David Haxton: -/+
-
Fridman Gallery is honored to present -/+, David Haxton's first exhibition with the gallery, a selection of films and photographs made over the past five decades.
A sequence of Haxton's 16mm films from the 70s and 80s - among them Overlapping Planes, Painting Lights, Cubes, Landscape and Room, and Pyramid Drawings - will be projected on the back wall of the gallery, at a considerable distance, yet immediately visible, from the entrance. Along the side walls, filming stills and more recent large-scale color photographs of front- and backlit paper constructions will lead visitors through the space, towards the projected image.

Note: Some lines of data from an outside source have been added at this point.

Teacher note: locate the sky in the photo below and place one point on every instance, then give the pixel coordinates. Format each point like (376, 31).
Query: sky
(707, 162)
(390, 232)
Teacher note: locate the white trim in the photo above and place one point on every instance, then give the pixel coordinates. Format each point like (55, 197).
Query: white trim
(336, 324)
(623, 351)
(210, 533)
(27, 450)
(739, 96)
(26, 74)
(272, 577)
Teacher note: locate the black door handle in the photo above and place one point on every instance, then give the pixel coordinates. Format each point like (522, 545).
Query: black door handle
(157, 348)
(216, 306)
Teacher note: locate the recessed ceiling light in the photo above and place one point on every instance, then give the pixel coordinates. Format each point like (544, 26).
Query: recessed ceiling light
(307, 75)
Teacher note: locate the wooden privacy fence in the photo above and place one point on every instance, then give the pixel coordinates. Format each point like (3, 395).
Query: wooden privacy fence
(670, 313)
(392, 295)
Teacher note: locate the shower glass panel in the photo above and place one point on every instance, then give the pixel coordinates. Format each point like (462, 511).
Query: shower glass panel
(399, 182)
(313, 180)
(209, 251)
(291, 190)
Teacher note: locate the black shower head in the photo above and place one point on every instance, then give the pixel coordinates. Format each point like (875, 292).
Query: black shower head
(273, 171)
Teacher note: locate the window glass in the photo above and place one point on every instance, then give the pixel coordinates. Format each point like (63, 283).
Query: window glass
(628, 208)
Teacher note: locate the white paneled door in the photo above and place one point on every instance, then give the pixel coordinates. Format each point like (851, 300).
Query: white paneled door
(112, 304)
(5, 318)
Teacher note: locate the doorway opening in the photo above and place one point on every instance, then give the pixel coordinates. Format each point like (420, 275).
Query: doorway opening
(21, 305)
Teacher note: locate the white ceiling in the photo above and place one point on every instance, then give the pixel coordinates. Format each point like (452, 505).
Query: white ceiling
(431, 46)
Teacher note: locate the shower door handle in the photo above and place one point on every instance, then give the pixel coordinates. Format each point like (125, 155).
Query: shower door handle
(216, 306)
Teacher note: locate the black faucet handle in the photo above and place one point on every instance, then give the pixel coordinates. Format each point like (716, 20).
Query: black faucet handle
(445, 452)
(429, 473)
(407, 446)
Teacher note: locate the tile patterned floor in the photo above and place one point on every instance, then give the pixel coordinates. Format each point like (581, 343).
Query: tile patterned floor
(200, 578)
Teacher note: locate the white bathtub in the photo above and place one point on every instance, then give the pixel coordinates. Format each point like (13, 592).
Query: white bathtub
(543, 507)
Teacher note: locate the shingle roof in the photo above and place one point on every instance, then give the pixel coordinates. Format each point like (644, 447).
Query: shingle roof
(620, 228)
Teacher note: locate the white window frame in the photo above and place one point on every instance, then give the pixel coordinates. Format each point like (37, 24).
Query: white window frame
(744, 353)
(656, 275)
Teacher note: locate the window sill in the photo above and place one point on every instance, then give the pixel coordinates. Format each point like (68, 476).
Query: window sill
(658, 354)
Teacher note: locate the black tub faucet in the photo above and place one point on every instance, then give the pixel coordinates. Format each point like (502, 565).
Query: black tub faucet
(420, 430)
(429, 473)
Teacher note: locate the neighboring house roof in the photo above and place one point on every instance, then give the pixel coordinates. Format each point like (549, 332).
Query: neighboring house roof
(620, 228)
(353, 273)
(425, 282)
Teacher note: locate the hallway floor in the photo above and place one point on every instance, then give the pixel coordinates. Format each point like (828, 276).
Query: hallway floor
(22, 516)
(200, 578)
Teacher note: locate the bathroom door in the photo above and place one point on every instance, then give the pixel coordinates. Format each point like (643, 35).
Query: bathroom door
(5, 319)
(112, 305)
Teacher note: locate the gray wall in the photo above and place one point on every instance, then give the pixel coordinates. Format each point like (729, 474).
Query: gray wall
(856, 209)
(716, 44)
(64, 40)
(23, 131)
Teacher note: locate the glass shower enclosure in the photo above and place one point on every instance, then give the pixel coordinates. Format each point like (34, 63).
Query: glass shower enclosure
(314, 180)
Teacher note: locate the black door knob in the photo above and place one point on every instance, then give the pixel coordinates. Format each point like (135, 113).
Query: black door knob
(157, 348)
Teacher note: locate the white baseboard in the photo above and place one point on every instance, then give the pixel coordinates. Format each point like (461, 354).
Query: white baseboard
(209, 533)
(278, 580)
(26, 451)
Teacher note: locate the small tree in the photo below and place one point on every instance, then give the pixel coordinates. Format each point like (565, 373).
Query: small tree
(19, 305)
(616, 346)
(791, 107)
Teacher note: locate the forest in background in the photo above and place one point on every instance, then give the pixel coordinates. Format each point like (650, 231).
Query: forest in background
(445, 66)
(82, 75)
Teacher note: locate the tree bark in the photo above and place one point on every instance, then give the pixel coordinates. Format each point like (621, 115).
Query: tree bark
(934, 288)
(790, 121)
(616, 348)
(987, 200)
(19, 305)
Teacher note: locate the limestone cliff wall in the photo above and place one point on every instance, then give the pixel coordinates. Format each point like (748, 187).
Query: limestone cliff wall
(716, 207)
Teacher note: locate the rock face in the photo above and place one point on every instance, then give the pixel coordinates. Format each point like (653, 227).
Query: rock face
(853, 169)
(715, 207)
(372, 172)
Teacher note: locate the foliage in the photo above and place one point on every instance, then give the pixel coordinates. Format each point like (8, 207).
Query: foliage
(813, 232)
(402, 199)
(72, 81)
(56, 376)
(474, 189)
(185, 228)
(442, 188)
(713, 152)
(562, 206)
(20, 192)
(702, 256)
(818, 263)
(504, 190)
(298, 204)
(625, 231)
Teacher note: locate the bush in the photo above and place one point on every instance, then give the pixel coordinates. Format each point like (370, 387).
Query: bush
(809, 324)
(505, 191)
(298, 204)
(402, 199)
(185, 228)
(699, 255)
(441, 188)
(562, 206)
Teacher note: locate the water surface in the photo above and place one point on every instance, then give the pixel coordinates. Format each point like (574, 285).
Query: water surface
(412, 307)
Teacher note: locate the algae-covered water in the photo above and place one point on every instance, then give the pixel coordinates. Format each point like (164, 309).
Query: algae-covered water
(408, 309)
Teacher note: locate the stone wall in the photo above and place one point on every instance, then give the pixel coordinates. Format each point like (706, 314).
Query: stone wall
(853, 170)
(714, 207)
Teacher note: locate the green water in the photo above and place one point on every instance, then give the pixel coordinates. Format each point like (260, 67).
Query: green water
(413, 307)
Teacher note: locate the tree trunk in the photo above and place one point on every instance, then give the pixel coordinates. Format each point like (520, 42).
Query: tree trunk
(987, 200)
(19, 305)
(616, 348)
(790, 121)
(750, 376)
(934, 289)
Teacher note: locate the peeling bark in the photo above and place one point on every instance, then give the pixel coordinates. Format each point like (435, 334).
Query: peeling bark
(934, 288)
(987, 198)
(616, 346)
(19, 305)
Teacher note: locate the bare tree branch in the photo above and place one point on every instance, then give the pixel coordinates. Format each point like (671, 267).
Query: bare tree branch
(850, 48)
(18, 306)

Trained as a painter, Haxton began making films in 1969, interested in examining the nature of the medium from the perspective of a modernist painter - light, movement, and the formation of a three-dimensional illusion on a flat surface. The camera remains in a static position throughout the single take, without editing. Actions of the performers are limited to movement back and forth, parallel to the picture plane, describing a three-dimensional space in terms of its two-dimensional representation.
Sets created in the filmed space are designed so that the activities of the performers will gradually reveal the three dimensionality of the space while continually referring back to the flatness of the screen and the physicality of the light producing the filmed image. This is not film as narration of events, but film as a thing in itself, a description of space through light, an act of its own making. Likewise, Haxton's photographs from the 2000s - abstract tableaux created in empty studios with paper backdrops and scrims - are self-contained descriptions of the photographic space, uninhabited by anthropocentric concerns with functionality or storytelling.

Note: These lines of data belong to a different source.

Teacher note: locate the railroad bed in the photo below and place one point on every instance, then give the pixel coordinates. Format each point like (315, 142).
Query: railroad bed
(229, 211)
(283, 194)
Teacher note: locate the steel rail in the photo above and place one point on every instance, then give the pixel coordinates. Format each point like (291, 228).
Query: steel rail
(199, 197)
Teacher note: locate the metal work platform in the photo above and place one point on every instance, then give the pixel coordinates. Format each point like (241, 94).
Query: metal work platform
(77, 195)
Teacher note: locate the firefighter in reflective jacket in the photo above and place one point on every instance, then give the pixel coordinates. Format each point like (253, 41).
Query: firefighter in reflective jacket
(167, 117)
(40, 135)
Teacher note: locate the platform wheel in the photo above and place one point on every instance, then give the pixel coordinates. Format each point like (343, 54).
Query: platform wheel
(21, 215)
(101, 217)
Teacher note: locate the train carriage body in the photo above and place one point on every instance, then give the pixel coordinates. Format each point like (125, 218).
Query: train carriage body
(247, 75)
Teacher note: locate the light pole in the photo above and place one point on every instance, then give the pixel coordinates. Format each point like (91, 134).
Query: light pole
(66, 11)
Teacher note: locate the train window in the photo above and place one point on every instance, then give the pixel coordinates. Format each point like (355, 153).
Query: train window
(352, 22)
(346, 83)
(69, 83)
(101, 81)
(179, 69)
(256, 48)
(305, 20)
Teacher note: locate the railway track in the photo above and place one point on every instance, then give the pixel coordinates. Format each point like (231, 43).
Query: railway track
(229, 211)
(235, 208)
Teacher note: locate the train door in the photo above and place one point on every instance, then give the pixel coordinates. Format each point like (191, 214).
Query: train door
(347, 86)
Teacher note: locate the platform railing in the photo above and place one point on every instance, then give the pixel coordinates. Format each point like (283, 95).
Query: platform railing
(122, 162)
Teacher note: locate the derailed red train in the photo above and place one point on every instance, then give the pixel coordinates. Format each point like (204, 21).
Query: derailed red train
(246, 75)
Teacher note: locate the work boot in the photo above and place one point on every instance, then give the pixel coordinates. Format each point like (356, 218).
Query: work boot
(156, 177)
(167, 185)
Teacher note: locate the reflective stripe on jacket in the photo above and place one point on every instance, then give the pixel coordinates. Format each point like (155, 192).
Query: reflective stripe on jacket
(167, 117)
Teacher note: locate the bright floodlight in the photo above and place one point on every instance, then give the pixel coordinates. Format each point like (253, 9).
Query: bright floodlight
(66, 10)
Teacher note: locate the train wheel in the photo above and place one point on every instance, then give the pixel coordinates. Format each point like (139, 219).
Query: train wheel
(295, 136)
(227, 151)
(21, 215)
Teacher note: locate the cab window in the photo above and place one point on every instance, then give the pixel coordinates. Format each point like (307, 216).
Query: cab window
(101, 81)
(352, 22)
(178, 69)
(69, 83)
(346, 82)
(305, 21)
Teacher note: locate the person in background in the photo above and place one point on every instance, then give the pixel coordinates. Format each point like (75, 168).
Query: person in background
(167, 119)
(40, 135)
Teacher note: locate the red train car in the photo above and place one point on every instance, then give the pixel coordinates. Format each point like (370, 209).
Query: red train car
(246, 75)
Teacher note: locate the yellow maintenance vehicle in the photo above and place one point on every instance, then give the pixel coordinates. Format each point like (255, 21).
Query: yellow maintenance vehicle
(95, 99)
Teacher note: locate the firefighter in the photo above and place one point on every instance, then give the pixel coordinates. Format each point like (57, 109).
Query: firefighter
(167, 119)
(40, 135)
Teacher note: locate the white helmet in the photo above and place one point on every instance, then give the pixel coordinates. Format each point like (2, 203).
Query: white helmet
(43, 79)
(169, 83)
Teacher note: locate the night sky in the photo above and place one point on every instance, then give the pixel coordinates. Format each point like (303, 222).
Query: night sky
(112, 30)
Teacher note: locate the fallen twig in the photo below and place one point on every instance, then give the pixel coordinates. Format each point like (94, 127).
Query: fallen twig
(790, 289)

David Haxton (b. 1943, Indianapolis, Indiana) received an MFA in Painting from the University of Michigan in 1967, and has exhibited at the Pompidou, MoMA, the Whitney, the Smithsonian, and many other institutions. Selected public collections include: the Pompidou, MoMA, SFMOMA, Smithsonian American Art Museum, The Whitney Museum of American Art, The Indianapolis Museum of Art, Albright Knox Gallery, National Gallery of Art (Australia), Denver Museum of Art, and the Chicago Art Institute.